Suonerai in Italia per alcune date a luglio e una di queste è al Vittoriale, un luogo decisamente magico. Quanto è importante per te entrare in relazione durante un live con la location stessa nella quale ti esibisci?

Penso che a modo suo ogni luogo presenti una sfida e dipende anche da che musica stai suonando. Il luogo dove suoni è trasformato anche dall’ atmosfera magica che si crea tra il pubblico e il musicista. Quando un artista suona di fronte a un pubblico, il pubblico deve solo ascoltare e guardare. Ma per il musicista è diverso: quando suoni di fronte a un pubblico, devi mantenere la testa pulita e ricreare qualcosa per loro. È come se un musicista – durante una performance – ripitturasse ogni volta la Cappella Sistina: ricreare, ripitturare, riscrivere quello che abbiamo già scritto. Eppure – allo stesso tempo – il musicista sviluppa ogni volta un suono diverso, nessuna performance è uguale a quella prima e questo è ciò che rende autentico e originale il lavoro del musicista.

Visto che l’abbiamo citato, parliamo un po’ del nostro Paese: che tipo di relazione hai con l’Italia?

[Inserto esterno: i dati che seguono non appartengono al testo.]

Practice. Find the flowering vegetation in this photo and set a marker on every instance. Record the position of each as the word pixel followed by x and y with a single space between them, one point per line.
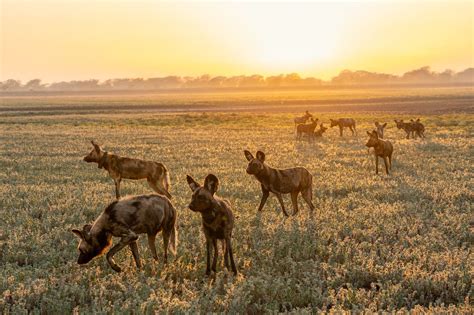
pixel 374 242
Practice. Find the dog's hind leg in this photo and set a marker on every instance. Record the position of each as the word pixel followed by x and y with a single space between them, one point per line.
pixel 117 188
pixel 308 197
pixel 152 246
pixel 134 248
pixel 294 201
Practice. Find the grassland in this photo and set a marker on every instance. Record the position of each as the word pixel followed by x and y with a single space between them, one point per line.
pixel 398 242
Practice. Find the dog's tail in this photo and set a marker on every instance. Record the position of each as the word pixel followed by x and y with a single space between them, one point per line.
pixel 173 242
pixel 167 181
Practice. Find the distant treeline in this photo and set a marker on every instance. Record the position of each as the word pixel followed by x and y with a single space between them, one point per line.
pixel 423 75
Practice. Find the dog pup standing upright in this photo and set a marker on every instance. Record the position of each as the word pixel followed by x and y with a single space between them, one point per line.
pixel 122 167
pixel 288 181
pixel 382 148
pixel 217 219
pixel 126 219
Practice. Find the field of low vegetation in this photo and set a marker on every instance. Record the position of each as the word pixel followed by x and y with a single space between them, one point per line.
pixel 374 242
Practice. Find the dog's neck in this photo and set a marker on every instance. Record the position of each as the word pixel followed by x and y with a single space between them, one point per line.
pixel 210 214
pixel 103 161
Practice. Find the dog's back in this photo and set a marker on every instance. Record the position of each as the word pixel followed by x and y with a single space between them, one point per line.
pixel 142 214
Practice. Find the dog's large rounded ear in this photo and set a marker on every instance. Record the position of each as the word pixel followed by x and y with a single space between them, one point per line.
pixel 96 146
pixel 87 228
pixel 192 183
pixel 78 233
pixel 211 183
pixel 248 155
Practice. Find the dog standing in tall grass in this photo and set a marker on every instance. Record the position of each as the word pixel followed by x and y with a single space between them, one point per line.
pixel 217 220
pixel 302 119
pixel 122 167
pixel 418 128
pixel 319 133
pixel 293 181
pixel 126 219
pixel 306 129
pixel 382 148
pixel 344 123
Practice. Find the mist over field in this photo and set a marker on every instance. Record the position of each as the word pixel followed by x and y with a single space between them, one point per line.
pixel 326 145
pixel 421 76
pixel 393 242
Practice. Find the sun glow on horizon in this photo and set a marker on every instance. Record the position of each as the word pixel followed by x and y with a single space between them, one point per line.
pixel 57 40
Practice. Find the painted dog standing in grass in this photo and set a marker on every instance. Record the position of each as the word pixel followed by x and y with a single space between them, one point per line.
pixel 383 149
pixel 293 181
pixel 306 129
pixel 344 123
pixel 418 127
pixel 380 129
pixel 319 133
pixel 121 167
pixel 126 219
pixel 217 220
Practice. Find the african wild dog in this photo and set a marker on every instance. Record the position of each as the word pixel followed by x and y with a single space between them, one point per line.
pixel 320 131
pixel 409 128
pixel 217 219
pixel 127 218
pixel 293 181
pixel 380 129
pixel 418 127
pixel 344 123
pixel 383 149
pixel 306 129
pixel 121 167
pixel 302 119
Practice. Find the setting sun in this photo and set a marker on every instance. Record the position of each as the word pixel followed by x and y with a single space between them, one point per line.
pixel 58 40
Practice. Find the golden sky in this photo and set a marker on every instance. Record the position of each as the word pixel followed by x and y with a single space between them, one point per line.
pixel 83 39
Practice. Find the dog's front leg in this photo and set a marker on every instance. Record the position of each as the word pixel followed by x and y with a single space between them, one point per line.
pixel 280 199
pixel 265 193
pixel 117 187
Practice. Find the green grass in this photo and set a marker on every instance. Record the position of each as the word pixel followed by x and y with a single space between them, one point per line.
pixel 395 242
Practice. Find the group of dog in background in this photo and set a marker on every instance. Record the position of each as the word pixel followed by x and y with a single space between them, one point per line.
pixel 151 213
pixel 382 148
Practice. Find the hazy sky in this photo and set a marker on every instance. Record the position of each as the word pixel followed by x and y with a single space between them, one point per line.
pixel 83 39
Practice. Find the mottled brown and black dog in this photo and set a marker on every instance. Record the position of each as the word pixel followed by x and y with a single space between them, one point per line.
pixel 217 220
pixel 418 128
pixel 344 123
pixel 409 127
pixel 126 168
pixel 382 148
pixel 288 181
pixel 126 219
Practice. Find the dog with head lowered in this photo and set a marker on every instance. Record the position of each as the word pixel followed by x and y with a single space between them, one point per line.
pixel 126 168
pixel 288 181
pixel 126 219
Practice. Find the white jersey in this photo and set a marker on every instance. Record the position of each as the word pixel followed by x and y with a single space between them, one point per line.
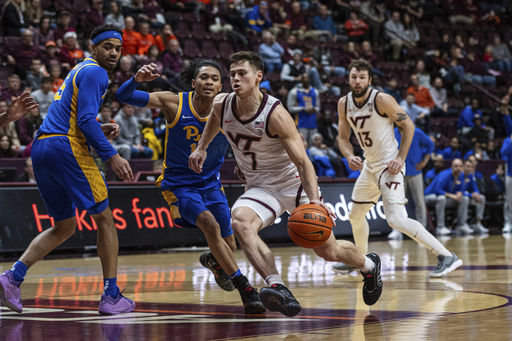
pixel 373 130
pixel 260 156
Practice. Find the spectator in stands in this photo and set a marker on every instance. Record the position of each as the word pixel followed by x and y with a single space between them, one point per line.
pixel 293 70
pixel 324 157
pixel 130 134
pixel 501 55
pixel 477 199
pixel 35 75
pixel 258 19
pixel 327 128
pixel 164 37
pixel 445 192
pixel 438 162
pixel 506 153
pixel 419 115
pixel 417 159
pixel 44 96
pixel 20 54
pixel 278 16
pixel 27 126
pixel 115 17
pixel 324 24
pixel 105 116
pixel 6 147
pixel 356 29
pixel 50 56
pixel 147 40
pixel 94 17
pixel 304 101
pixel 438 94
pixel 392 89
pixel 172 60
pixel 44 33
pixel 131 38
pixel 13 90
pixel 476 72
pixel 63 26
pixel 28 174
pixel 70 52
pixel 271 52
pixel 395 32
pixel 55 72
pixel 14 21
pixel 373 12
pixel 453 151
pixel 421 93
pixel 412 35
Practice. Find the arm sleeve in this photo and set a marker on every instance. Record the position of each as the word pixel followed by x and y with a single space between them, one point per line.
pixel 92 84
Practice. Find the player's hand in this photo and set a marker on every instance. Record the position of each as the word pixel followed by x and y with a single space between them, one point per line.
pixel 122 168
pixel 196 160
pixel 19 107
pixel 355 163
pixel 239 173
pixel 331 213
pixel 394 166
pixel 147 73
pixel 111 130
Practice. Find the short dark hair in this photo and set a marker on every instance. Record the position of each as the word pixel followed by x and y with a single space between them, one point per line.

L’Italia – di fatto – è stato il primo Paese che ha davvero capito che musica facevo quando ero un giovane musicista, anche prima di quanto lo abbia fatto l’Inghilterra. E’ un paese che ha un patrimonio storico da preservare, anche solo camminando per le strade sei circondato da segni del passato combinati insieme con quello che oggi è il suo aspetto più moderno. E’ un Paese fuori dal tempo, un Paese straordinario: se mai un giorno dovessi lasciare l’Inghilterra penso che l’Italia sarebbe il primo della lista dei Paesi dove andrei a rifugiarmi e a cercare ispirazione.